Principles and Applications of Modern
DNA Sequencing

EEEB GU4055

Session 10: Genome Assembly


Today's topics



1. Continued: long read technologies.

2. New: Genome assembly

3. Assignment: Kmers and graphs

Review of course topics

1. Intro to Jupyter/Python and history of genomics.
2. Python bootcamp I and genome structure.
3. Python bootcamp II and genome annotation.
4. Scientific Python and Homology.
5. Scientific Python and APIs/BLAST.
6. Recombination and Meiosis.
7. Inheritance and pedigrees.
8. Intro to Illumina and read mapping.
9. Intro to long-read technologies and read mapping.
10. Intro to Genome Assembly: Kmers and graphs
11. Genome Assembly: Hands-on.
12. The Coalescent and Genetic Diversity.
13. Phylogenetics and Phylogenomics.
14. Phylogenomics Continued and Midterm Review.

Where we left off: API queries


  # search term
  term = "FOXP2[GENE] AND Mammalia[ORGN] AND phylogenetic study[PROP]"

  # make a request to esearch 
  res = requests.get(
      url="https://eutils.ncbi.nlm.nih.gov/entrez/eutils/esearch.fcgi", 
      params={
          "db": "nucleotide",
          "term": term,
          "sort": "Organism Name",
          "retmode": "text",
          "retmax": "20",
          "tool": "genomics-course", 
          "email": "student@columbia.edu",
      },
  )
                    

Where we left off: API queries


  # the request object generates a URL to query the API
  print(res.url)
                    

  'https://eutils.ncbi.nlm.nih.gov/entrez/eutils/esearch.fcgi?db=nucleotide&term=FOXP2%5BORGN%5D+Mammalia&sort=Organism+Name&retmode=text&retmax=20&tool=genomics-course&email=student%40columbia.edu'
                    

Where we left off: API queries


  # search term
  term = "SARS-CoV-2[ORGN] complete genome"

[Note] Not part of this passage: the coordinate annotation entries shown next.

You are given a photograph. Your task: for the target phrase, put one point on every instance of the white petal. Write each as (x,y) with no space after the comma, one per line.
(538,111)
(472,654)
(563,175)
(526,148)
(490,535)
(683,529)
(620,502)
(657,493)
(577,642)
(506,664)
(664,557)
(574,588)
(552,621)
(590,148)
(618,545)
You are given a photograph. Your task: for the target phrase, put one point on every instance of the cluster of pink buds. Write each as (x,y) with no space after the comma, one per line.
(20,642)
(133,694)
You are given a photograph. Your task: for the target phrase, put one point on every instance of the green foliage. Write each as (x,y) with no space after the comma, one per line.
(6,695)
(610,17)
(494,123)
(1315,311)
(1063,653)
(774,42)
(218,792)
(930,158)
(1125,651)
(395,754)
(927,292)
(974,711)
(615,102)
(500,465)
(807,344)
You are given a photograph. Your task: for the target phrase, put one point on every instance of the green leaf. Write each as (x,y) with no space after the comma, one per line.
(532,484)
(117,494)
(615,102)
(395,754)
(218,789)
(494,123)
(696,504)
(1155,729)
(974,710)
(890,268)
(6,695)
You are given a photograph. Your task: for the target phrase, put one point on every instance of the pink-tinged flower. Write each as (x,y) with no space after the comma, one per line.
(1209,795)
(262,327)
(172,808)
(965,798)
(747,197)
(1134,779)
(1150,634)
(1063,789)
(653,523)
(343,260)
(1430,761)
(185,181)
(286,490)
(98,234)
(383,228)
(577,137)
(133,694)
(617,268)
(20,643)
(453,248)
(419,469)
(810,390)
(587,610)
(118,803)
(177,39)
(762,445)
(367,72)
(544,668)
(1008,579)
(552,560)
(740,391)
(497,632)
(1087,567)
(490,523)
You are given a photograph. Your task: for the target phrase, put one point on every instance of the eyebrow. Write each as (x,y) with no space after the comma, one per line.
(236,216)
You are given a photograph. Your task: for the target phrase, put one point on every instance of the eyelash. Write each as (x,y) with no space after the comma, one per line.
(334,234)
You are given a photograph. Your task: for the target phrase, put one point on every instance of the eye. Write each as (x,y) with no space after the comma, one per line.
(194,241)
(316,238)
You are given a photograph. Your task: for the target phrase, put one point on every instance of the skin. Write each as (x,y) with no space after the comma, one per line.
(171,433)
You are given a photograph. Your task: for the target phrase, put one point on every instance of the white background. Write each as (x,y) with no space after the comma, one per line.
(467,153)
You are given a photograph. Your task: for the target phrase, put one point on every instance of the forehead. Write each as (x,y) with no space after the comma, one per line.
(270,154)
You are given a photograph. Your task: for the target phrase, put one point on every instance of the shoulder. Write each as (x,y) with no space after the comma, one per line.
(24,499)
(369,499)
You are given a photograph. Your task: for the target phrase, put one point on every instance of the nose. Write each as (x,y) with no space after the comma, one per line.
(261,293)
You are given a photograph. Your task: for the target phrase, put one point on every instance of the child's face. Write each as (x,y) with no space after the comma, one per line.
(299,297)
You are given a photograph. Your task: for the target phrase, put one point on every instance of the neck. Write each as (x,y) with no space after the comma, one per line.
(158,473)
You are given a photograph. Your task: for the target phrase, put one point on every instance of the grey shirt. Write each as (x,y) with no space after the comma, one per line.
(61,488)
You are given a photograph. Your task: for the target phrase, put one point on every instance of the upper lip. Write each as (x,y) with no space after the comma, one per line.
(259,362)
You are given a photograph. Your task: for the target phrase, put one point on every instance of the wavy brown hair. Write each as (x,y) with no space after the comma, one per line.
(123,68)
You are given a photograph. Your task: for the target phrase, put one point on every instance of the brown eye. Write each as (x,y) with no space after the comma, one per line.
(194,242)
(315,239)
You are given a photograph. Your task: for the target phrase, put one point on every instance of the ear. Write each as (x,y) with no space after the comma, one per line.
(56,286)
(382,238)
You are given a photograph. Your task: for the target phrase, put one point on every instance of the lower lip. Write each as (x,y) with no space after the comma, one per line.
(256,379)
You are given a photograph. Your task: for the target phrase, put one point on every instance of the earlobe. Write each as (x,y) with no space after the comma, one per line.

  # make a request to esearch 
  res = requests.get(
      url="https://eutils.ncbi.nlm.nih.gov/entrez/eutils/esearch.fcgi", 
      params={
          "db": "nucleotide",
          "term": term,
          "sort": "Organism Name",
          "retmode": "text",
          "retmax": "20",
          "tool": "genomics-course", 
          "email": "student@columbia.edu",
      },
  )
                    

Download data from NCBI: Coronavirus


  # parse the fasta data and print only headers
  fna = [i for i in fastas.strip().split("\n\n")]
  for seq in fna:
      print(seq.split("\n")[0][:90], '...')
                    

>MN908947.3 Severe acute respiratory syndrome coronavirus 2 isolate Wuhan-Hu-1, complete g ...
>NC_045512.2 Wuhan seafood market pneumonia virus isolate Wuhan-Hu-1, complete genome ...
>MN938384.1 Severe acute respiratory syndrome coronavirus 2 isolate 2019-nCoV_HKU-SZ-002a_ ...
>MN975262.1 Severe acute respiratory syndrome coronavirus 2 isolate 2019-nCoV_HKU-SZ-005b_ ...
>MN985325.1 Severe acute respiratory syndrome coronavirus 2 isolate 2019-nCoV/USA-WA1/2020 ...
>MN988668.1 Severe acute respiratory syndrome coronavirus 2 isolate 2019-nCoV WHU01, compl ...
>MN988669.1 Severe acute respiratory syndrome coronavirus 2 isolate 2019-nCoV WHU02, compl ...
>MN988713.1 Severe acute respiratory syndrome coronavirus 2 isolate 2019-nCoV/USA-IL1/2020 ...
...
                    

Long Read Technologies


PacBio and Oxford Nanopore currently offer two distinct technologies for generating long sequenced reads that are now widely used in genomics, particularly for the assembly of reference genomes, but also for other purposes as well.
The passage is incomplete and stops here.